I think if i were to be trying to alter it myself, i'd go down the route of reducing the neight of the actual sponson box which sits between the guns, thereby bringing the two turrets closer together. Maybe even half the height. Currently it's 6 rivets tall, including the trim at top and bottom. I'd reduce it to 4 rivets, the 2 on the trims and 2 in the middle. 
That'd bring your weapons closer together and stop people from focussing their gaze between the turrets, at the very tempting hatch target. 
The problem with that solution is that you're linking mechanism would need modifying.

Edit: Tentacleeeessssss!!!!!


----------



## koosbeer (Feb 25, 2008)

A year later and the Fellblade is done. Painted as well. I experimented a lot with this model and Im quite happy with how it turned out. Also learnt some new painting techniques so dont be too brutal. Tried out some new stuff that Im going to use on my Renegade Knight titans.

Anyway, here he is Iron warriors fellblade...


----------



## ntaw (Jul 20, 2012)

That looks awesome.
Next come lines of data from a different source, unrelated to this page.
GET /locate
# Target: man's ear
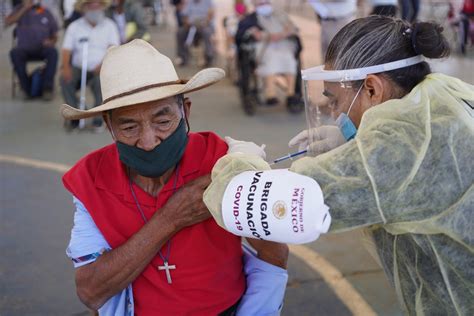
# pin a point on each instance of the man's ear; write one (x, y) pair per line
(375, 88)
(106, 118)
(187, 107)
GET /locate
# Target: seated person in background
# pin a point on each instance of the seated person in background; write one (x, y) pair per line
(143, 243)
(36, 33)
(275, 52)
(198, 14)
(130, 19)
(99, 33)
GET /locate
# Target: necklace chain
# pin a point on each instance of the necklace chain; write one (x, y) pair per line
(165, 259)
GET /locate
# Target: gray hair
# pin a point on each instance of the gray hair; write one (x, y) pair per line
(377, 40)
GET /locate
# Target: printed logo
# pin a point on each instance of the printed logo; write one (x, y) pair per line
(279, 209)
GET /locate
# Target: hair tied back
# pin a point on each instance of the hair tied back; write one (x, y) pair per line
(414, 33)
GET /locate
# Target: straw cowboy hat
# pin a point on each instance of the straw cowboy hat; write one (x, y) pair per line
(136, 73)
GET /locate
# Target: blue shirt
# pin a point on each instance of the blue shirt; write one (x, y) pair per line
(36, 25)
(266, 283)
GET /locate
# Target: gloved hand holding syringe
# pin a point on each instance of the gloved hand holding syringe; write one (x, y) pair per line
(317, 140)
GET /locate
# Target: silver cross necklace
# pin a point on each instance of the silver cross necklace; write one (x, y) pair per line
(166, 266)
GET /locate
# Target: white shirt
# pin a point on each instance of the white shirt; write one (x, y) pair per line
(100, 38)
(334, 8)
(266, 283)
All the hard work paid off! :drinks:


----------



## Mthames (Dec 28, 2016)

New to heresy. Hoping to start building my own kits soon any advice.


----------



## Svartmetall (Jun 16, 2008)

Loving it. What's it called?


----------



## koosbeer (Feb 25, 2008)

Svartmetall said:


> Loving it. What's it called?


Thank you  Havent thought of a name yet. I dont play as much as I should (at all actually) and I think depending on how it behaves during a game will probably get it a cool name.


----------



## neferhet (Oct 24, 2012)

Wonderful! Always good to see some loyalist machine defiled and corrupted!


----------



## Brother Dextus (Jan 30, 2013)

Looks good!! 
Where do you get the tracks from?


----------



## koosbeer (Feb 25, 2008)

Brother Dextus said:


> Looks good!!
> Where do you get the tracks from?


The tracks are normal Baneblade tracks. I then made some spike/panel/rivet thingy in 3D and 3D printed a few of them. I then glued them onto each of the tracks down to the bottom of the track. Worked out well


----------



## Brother Dextus (Jan 30, 2013)

koosbeer said:


> The tracks are normal Baneblade tracks. I then made some spike/panel/rivet thingy in 3D and 3D printed a few of them. I then glued them onto each of the tracks down to the bottom of the track. Worked out well


Bloody hell! Thats some serious effort doing individual track spikes. Nice job!


----------



## Svartmetall (Jun 16, 2008)

koosbeer said:


> Thank you  Havent thought of a name yet.


_Ferrum Infernum_


----------



## koosbeer (Feb 25, 2008)

Svartmetall said:


> _Ferrum Infernum_


That name is boss! Mind if I use it?


----------



## Svartmetall (Jun 16, 2008)

koosbeer said:


> That name is boss! Mind if I use it?


Hell yeah, that's why I suggested it - all yours dude


----------